The following afternoon, Matt and I come in from our morning session at the beach, sun-soaked and hungry, tired from getting knocked around by the waves. We head straight to the kitchen to make sandwiches with the supplies we purchased the day before at the little co-op grocery store in Wilmington: turkey, tomatoes, organic mayo, pickles, and thick-sliced bread. But in the kitchen, we find Grandma on hostess duty with a ladle and a bowl asking if we’re ready for soup, as if it’s been decided that soup is what we’re all having for lunch. I can see across from the kitchen bar that it’s Grandma’s standard-issue preparation. There are the telltale carrot circles, celery halves, and those wide, wavy egg noodles.

I have to hand it to her. It smells good, but I’m not ready to give Grandma the pleasure. Plus, I honestly want a sandwich, and I want to make it myself. And like a toddler asserting her independence, I tell her so.
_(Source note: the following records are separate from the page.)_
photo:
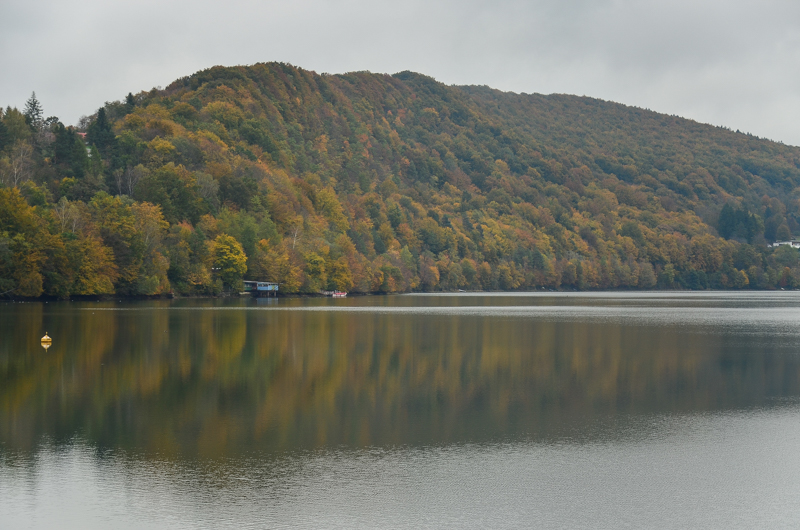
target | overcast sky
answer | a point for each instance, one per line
(732, 62)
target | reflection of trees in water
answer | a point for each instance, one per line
(211, 381)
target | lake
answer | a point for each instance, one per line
(524, 410)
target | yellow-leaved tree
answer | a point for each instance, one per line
(229, 260)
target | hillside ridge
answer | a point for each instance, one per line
(385, 183)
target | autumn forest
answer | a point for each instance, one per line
(374, 183)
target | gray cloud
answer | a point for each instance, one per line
(732, 63)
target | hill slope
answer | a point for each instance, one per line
(378, 183)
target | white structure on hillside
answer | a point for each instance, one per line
(794, 243)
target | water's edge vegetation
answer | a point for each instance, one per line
(372, 183)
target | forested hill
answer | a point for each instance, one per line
(376, 183)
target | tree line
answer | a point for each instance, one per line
(371, 183)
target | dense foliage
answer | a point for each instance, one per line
(377, 183)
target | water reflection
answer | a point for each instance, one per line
(211, 378)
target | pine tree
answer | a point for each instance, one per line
(130, 103)
(33, 112)
(100, 133)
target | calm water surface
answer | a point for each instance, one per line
(605, 410)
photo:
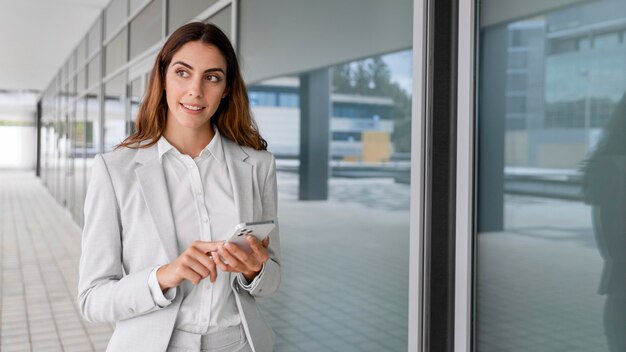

One night, later in the week, I watch as Grandma spoon-feeds Jinx one of her gravel and real-food mixtures. But Jinx, much
to everyone’s surprise, is refusing to eat any of it. “You always eat the marinara sauce at home!” Grandma says to him, and then to herself, “I don’t get it. I just don’t get it.”

I can’t help but think that if Jinx, who is at least twenty pounds overweight (which puts him in the obese range for his breed) could talk, he would say something like: “Grandma! Please. I love you and the food you make, but I’m not a bottomless pit here to absorb your Depression-era food hang-ups. And I get full. I am full! So, just leave me be for a little while!”